There’s a quiet kind of magic in the way life unfolds – not always as we plan, but often as we need.
I had imagined our trip to Alicante — just the four of us: my husband, our daughter, our son, and me — as a radiant escape from the gray Lithuanian winter. We pictured sun-drenched mornings, winding coastal roads, the thrill of discovering new corners of the world. I had carefully mapped out our route: from the vibrant streets of Alicante to the rugged cliffs of Gibraltar, back through the breathtaking views of Ronda and the dramatic Caminito del Rey. An itinerary crafted to capture the best of southern Spain.
But life, as it often does, had its own itinerary.
As I zipped up our suitcases, a familiar whisper of worry crept in: I just hope we don't get sick. And if we do, please, not a stomach bug. It was February — prime season for all kinds of viruses — and that quiet fear lingered like a skeleton stowed away in my luggage.
And then, our fears came true.


There's a subtle pressure that clings to travel — the voice of itinerary fever, that inner urge to see it all, do it all, make it count, or risk wasting the trip. It's the voice that makes you photograph the meal before you taste it, rush the viewpoint to reach the next one, return home more exhausted than when you left. The pressure to fill every hour can quietly hollow out the very thing you came searching for.
This time, life refused to let me obey that voice.
Acceptance didn't arrive as a sudden wave of peace. It began more desperately than that — a reaching for something to hold onto. I kept returning to something I'd read once: that a situation doesn't have to be good or bad. It can simply be. And you can simply be in it.
At first, the words were just a tool to quiet the noise — a string of syllables I pressed against the anxiety the way you press a cold cloth to a headache. But as the days passed, something shifted. The phrase began to take root not just in my mind, but in my body. I noticed my shoulders drop. The low-grade grief of the missed itinerary slowly unwound.
We weren't so sick that we couldn't move. We simply moved more slowly, with less rushing and fewer things on the list. And in that slowness, something unexpected opened up.

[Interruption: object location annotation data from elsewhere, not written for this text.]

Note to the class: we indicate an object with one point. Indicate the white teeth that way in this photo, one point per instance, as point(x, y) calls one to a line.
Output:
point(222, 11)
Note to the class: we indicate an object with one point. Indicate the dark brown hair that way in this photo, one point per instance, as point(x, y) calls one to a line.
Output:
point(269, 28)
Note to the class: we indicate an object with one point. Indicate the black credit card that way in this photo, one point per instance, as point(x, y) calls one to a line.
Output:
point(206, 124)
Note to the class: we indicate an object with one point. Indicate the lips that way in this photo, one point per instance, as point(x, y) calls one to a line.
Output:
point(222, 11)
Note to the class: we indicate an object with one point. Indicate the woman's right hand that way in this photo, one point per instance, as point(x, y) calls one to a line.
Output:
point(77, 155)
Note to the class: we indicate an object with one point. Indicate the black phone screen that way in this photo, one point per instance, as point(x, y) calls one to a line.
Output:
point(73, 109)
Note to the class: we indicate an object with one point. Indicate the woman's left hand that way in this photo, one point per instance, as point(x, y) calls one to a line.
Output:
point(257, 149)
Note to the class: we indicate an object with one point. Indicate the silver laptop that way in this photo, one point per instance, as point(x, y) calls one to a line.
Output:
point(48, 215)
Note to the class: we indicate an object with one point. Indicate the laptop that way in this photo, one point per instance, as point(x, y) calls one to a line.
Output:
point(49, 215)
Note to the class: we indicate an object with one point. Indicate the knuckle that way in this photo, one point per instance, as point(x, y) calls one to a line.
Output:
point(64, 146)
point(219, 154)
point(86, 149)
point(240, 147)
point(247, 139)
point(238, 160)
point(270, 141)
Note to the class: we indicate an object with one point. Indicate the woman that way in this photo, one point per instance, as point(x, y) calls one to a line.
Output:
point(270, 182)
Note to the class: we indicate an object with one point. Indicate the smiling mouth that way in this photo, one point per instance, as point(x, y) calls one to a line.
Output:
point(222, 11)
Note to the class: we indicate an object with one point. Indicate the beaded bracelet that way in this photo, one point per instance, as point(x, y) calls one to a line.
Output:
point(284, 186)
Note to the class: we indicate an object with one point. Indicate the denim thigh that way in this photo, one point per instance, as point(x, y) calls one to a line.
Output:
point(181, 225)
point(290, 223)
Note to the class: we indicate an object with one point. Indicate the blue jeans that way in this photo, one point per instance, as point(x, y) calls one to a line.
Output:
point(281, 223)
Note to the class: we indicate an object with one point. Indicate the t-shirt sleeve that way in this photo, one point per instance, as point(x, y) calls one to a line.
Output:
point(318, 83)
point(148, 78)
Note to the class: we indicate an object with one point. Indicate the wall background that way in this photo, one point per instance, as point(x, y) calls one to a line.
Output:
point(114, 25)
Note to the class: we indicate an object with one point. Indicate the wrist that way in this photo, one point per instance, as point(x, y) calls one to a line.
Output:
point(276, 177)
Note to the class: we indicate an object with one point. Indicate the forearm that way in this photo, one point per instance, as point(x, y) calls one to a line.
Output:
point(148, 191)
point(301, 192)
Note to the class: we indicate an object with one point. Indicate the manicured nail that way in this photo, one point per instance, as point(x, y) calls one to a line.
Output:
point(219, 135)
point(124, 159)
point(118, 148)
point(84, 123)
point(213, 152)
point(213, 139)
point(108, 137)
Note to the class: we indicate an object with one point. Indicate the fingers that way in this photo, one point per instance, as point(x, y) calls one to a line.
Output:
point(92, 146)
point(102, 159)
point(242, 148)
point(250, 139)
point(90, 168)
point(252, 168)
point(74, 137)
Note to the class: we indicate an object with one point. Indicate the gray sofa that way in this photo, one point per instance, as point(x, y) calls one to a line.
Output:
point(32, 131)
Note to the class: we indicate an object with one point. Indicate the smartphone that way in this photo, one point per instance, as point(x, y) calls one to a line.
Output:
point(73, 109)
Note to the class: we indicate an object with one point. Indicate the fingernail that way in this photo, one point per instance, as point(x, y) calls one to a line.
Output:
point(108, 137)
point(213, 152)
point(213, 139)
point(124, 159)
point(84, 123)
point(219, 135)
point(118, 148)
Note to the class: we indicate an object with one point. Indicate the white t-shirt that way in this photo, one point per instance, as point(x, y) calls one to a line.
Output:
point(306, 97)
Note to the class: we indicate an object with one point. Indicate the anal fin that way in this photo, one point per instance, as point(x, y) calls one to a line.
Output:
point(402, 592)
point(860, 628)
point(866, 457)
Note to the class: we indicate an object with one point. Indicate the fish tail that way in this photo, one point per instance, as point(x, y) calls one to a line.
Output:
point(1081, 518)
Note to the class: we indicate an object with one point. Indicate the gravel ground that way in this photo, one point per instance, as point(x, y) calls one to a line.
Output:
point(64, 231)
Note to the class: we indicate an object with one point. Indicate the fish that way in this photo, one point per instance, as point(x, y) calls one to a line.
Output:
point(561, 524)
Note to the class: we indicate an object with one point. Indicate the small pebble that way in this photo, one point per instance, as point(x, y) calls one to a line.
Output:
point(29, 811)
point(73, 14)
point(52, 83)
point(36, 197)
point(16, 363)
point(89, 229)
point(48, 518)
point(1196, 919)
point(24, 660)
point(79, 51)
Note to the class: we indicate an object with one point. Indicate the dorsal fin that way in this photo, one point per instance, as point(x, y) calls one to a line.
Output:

One by one, we fell ill. The world shrank to the four walls of our rented apartment. I remember the afternoon I stood at the window — evening light going warm and golden across the rooftops below — watching that stairway street we had walked on our first day, the one with the yellow-trimmed facades and the dragon tree spreading its strange arms over everything. Somewhere down those steps, the city was still happening: voices, footsteps, the unhurried rhythm of people with nowhere urgent to be. Life, ordinary and luminous, carrying on without us. There was a sharp pang in it: all those carefully planned photographs, those imagined moments — the place where two seas meet off Gibraltar's tip, the ochre walls of Ronda at dusk — slipping quietly out of reach. I pressed my palm against the cool glass and just stood there. Watching.
Faced with that, I realized I had a choice: despair or acceptance.


We began to notice what was already there.
We stopped judging the day by miles covered and started observing it for what it was. We gave more attention to one another. To our feelings. To small comforts: a warm drink, afternoon light, the particular silence of a family resting together. These weren't the moments I would have photographed in the version of the trip I'd planned. But they were real, and they were ours.
The detours stopped feeling like disruptions. They began to feel like the trip itself.
This too shall pass, and it will unfold as it may. These words became our internal compass — not a surrender, but a trust. Enjoying the process, rather than racing toward a completed checklist, turned out to be its own quiet reward.
I've thought about that trip often since returning to Lithuania. Not the itinerary I lost, but the window I stood at. The pale afternoon light. The woman arranging oranges. The coolness of the glass beneath my palm.
There's a version of travel that measures itself in distances covered and boxes ticked. And then there's another — the kind that finds you exactly where you are and asks you to be there completely. Not performing the journey, but living it.
Getting sick in Spain didn't ruin the trip. It handed me a different one. And the map it gave me — redrawn in slower lines, with more white space — is the one I find myself reaching for now, long after we've come home.